“To love and keep my faith to Armstrong Dale?” she said gently; and the love-light shone brightly in the eyes which met the old man’s now without shrinking.
“Yes; that’s what I meant, little one. I don’t know how you could get yourself engaged to him.”
Cornel laughed gently—a pleasant, silvery little laugh, which seemed to do the patient good, for he smiled and listened to the last note of the musical sounds. But he grew serious, and there was a cynicism in his tones as he went on.
“I don’t believe in him, my girl. He’s good-looking and a bit clever; but when you have said that, you have said all.”
A little white finger was laid upon the speaker’s lips, but he went on.
“I know: he gammoned you with his love nonsense, but if he had been the fellow I took him for, he’d have stayed here in Boston and painted and glazed.

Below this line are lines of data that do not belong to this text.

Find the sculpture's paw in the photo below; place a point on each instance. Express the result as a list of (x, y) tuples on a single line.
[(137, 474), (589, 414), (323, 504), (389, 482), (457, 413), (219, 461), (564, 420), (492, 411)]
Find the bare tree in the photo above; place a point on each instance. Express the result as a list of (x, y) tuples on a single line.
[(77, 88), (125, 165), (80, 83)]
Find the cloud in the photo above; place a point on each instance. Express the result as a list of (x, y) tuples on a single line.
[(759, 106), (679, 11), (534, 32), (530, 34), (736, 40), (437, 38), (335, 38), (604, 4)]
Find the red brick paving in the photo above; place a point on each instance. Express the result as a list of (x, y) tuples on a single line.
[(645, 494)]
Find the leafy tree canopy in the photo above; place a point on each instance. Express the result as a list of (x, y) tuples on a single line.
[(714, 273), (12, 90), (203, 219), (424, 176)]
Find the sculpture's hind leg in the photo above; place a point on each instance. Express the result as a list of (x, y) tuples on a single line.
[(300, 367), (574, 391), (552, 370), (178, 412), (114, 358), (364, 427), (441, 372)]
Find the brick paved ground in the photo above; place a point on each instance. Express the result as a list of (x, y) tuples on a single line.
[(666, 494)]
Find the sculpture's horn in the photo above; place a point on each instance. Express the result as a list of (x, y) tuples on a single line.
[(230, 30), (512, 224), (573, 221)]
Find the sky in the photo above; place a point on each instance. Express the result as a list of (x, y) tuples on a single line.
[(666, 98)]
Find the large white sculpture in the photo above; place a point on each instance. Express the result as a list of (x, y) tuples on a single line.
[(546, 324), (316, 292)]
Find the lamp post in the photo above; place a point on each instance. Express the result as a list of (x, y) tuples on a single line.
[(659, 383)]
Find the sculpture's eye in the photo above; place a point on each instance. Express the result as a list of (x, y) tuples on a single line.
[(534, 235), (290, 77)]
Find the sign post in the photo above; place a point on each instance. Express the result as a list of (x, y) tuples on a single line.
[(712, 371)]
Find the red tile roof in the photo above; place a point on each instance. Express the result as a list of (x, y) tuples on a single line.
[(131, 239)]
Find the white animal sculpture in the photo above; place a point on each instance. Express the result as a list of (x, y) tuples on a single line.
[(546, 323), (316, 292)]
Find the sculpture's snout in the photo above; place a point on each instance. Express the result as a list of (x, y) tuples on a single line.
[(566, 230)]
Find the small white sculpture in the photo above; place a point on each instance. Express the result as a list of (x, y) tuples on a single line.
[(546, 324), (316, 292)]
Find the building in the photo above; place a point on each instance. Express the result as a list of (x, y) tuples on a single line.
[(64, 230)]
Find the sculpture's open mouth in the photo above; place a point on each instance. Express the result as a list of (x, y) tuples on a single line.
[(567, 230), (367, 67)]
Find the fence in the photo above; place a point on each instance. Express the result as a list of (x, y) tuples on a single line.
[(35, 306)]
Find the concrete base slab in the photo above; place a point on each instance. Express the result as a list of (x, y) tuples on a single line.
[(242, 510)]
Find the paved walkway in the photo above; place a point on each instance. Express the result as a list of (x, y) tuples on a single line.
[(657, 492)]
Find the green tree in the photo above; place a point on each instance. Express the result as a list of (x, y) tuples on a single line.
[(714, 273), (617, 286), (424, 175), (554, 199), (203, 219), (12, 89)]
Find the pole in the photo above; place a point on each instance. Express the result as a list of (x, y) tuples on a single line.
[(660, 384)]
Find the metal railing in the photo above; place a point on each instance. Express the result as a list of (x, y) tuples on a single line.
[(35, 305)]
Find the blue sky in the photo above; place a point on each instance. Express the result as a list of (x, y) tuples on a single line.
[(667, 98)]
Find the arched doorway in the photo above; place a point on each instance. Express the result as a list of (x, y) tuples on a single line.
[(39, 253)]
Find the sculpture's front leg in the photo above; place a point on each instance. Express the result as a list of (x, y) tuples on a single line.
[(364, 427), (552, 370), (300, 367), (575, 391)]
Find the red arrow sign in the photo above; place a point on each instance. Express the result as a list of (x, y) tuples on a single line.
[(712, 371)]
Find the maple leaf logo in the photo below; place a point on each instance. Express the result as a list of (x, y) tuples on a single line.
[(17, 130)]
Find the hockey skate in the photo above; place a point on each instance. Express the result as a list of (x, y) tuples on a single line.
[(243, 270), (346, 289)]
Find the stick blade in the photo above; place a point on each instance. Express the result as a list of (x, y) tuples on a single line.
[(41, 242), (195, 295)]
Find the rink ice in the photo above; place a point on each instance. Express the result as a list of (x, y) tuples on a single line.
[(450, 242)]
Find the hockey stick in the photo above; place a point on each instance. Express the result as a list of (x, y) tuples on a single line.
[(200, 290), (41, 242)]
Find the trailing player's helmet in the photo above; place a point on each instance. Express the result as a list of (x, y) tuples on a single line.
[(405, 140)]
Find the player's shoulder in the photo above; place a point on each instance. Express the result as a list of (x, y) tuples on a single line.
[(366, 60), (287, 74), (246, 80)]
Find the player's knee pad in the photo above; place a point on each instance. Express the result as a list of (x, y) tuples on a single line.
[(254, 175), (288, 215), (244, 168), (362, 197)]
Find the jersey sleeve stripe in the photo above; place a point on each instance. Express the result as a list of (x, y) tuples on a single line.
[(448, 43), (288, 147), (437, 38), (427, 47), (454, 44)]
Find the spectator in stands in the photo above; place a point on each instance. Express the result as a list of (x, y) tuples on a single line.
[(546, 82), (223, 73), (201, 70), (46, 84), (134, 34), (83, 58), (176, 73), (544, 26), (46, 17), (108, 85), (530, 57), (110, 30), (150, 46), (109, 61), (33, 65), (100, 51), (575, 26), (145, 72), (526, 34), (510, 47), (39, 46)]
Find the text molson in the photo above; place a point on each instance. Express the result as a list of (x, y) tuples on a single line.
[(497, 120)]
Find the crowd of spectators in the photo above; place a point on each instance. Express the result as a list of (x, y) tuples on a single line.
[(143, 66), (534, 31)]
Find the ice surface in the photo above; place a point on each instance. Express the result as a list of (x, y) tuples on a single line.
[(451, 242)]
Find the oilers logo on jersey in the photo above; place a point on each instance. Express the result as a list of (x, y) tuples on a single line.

Painted you. Painted me—glazed me too, if he had liked. What did he want to go and study at Rome and Paris and London for? We’ve cleverer people in the States than out there.”
“To get breadth, and learn his own failings,” said Cornel gently.
“Hadn’t any—I mean he was full of ’em, of course. Couldn’t have loved you, or he’d have stopped at home.”
“It was to show his love for me, and to try and make himself a master of his art, that he went away,” said Cornel, with a look of faith and pride in her eyes.
“Bah! He has forgotten you by this time. Give him up, puss. He’ll never come back. He’ll marry some fine madam in the old country.”